Quel triste paradoxe, et triste encore davantage si l’on songe à ces filles qui dans vingt ans n’aurons pas, la faute aux toilettes fast fashion dont leur mère s’affuble aujourd’hui pour assister aux mariages, la richesse d’un tel héritage à porter ou d’une belle histoire à raconter. 

Les exemples sont nombreux, et j’aurais de la même manière pu évoquer les manteaux de ma mère, sa robe droite blanche, ses jeans et ses pompes, les chemises (je pense à la bleue ciel, et la vichy marine) et les tee shirts trop grands de mon père, les sweats volés à mes frères pour réchauffer les fins de soirées, les vêtements hérités de ma grande soeur (ils faisaient toujours ma fierté),  l’armoire commune plus ou moins anarchique partagée avec mon amie de toujours… 

Et avec tout cela, le chemisier froissé de ma grand-mère maternelle et le foulard tigré de ma grand-mère paternelle, le pull Lacoste de mon grand-père maternel et les marcels éminence de mon grand-père paternel. Et aussi, la texture qui fait que l’on reconnaît dans le noir le tee-shirt de celui que l’on aime : objectivement le meilleur pyjama. 

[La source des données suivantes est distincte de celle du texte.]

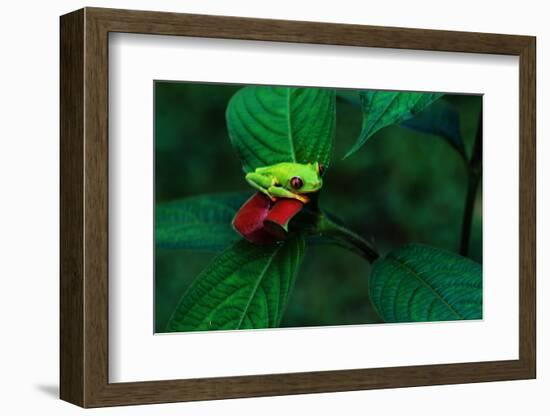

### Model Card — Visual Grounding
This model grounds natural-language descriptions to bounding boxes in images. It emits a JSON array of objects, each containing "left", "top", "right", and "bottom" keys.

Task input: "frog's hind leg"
[{"left": 245, "top": 172, "right": 275, "bottom": 201}]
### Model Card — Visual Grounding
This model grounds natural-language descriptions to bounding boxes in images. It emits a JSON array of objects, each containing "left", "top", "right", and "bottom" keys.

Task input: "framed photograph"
[{"left": 60, "top": 8, "right": 536, "bottom": 407}]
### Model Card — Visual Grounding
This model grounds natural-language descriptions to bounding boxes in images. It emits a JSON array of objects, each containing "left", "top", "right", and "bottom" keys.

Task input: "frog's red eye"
[
  {"left": 318, "top": 163, "right": 325, "bottom": 176},
  {"left": 290, "top": 176, "right": 304, "bottom": 189}
]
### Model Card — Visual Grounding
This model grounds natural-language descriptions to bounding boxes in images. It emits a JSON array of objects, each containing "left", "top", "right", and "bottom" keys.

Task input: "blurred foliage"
[{"left": 155, "top": 82, "right": 482, "bottom": 331}]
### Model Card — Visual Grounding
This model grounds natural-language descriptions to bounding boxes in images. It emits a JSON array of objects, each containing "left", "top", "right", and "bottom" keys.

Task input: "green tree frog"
[{"left": 245, "top": 162, "right": 324, "bottom": 204}]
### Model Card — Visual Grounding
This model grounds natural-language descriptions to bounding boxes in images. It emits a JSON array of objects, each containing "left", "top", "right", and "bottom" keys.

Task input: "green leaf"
[
  {"left": 167, "top": 236, "right": 304, "bottom": 332},
  {"left": 401, "top": 100, "right": 466, "bottom": 158},
  {"left": 226, "top": 86, "right": 336, "bottom": 172},
  {"left": 155, "top": 193, "right": 250, "bottom": 251},
  {"left": 369, "top": 244, "right": 482, "bottom": 322},
  {"left": 344, "top": 91, "right": 443, "bottom": 158}
]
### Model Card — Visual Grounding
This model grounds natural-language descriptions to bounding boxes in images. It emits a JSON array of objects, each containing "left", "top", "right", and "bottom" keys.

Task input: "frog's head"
[{"left": 288, "top": 162, "right": 324, "bottom": 194}]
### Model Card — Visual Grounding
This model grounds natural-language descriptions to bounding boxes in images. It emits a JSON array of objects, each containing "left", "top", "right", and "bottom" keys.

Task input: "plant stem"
[
  {"left": 459, "top": 173, "right": 481, "bottom": 257},
  {"left": 318, "top": 215, "right": 380, "bottom": 263},
  {"left": 459, "top": 110, "right": 483, "bottom": 257}
]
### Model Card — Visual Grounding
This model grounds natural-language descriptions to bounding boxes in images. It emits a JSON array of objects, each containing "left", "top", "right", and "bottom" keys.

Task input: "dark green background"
[{"left": 155, "top": 82, "right": 482, "bottom": 332}]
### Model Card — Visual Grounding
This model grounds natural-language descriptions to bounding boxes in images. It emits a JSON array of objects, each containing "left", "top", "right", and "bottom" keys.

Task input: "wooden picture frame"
[{"left": 60, "top": 8, "right": 536, "bottom": 407}]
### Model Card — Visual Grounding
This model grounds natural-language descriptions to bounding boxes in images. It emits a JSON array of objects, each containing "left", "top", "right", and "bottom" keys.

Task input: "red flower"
[{"left": 233, "top": 192, "right": 304, "bottom": 244}]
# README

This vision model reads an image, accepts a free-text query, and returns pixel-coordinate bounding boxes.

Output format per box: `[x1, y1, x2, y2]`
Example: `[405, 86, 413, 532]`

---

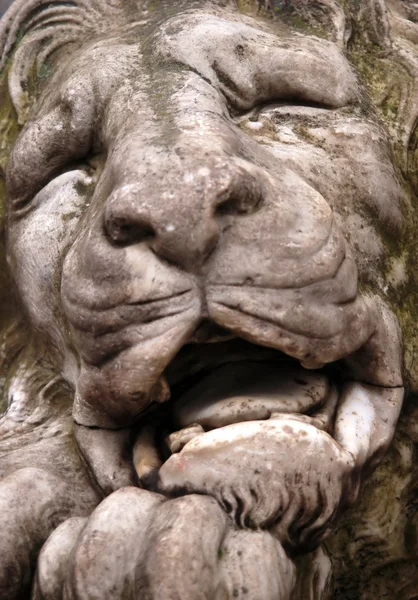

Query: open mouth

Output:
[135, 321, 378, 485]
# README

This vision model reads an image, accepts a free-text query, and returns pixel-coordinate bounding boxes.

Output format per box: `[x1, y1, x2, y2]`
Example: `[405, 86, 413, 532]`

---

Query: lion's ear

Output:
[0, 0, 129, 125]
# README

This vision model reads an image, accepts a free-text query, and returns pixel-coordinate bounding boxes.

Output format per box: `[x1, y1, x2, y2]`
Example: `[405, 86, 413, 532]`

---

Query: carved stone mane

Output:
[0, 0, 418, 600]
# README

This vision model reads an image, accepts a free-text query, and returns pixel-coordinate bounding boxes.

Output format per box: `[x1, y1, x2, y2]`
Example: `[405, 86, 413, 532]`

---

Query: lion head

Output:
[0, 0, 418, 598]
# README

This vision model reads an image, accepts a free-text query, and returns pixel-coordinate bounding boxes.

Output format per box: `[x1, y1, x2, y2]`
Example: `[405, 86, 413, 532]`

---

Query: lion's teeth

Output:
[173, 361, 332, 430]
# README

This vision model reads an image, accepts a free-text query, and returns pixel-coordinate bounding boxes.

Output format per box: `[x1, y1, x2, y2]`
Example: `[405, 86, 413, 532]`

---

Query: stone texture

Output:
[0, 0, 418, 600]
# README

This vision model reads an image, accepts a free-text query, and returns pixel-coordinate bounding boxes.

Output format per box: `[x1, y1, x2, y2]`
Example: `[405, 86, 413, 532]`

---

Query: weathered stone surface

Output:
[0, 0, 418, 600]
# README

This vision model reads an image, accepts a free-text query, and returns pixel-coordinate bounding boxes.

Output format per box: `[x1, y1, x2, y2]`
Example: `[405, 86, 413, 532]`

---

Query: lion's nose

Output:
[104, 164, 264, 271]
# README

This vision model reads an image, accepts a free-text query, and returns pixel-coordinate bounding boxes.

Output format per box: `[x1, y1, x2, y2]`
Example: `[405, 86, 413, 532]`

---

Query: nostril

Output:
[106, 217, 155, 246]
[216, 190, 263, 216]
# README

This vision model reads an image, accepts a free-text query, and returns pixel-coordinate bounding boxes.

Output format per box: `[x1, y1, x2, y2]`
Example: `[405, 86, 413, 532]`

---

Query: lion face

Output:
[7, 4, 402, 428]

Il y a tout cela : mon inconscient émotionnel et esthétique lié aux vêtements et à ceux qui les ont portés, avant ou avec moi. Ces femmes et ces hommes, et toutes les projections stylistiques qu’ils m’évoquent. Et puis, la question non dissimulée du sexe d’un vêtement, qu’il ne s’agit pas de nier, ou de flouter, mais de télescoper subtilement pour réinterpréter les gimmicks caractéristiques du genre et en extraire la dégaine.

 

 

C’est pour cela que j’ai imaginé, rêvé disons, une ligne héritage segmentée d’androgynalité, avec une majorité de modèles unisexes. Ces vêtements sont à désirer, à posséder, à apprivoiser, à vivre et à aimer, et puis surtout, à garder, à détourner, à transmettre, à prêter, à donner, à se faire gentiment chiper, ils sont vivants, et je vous souhaite de l’être avec eux.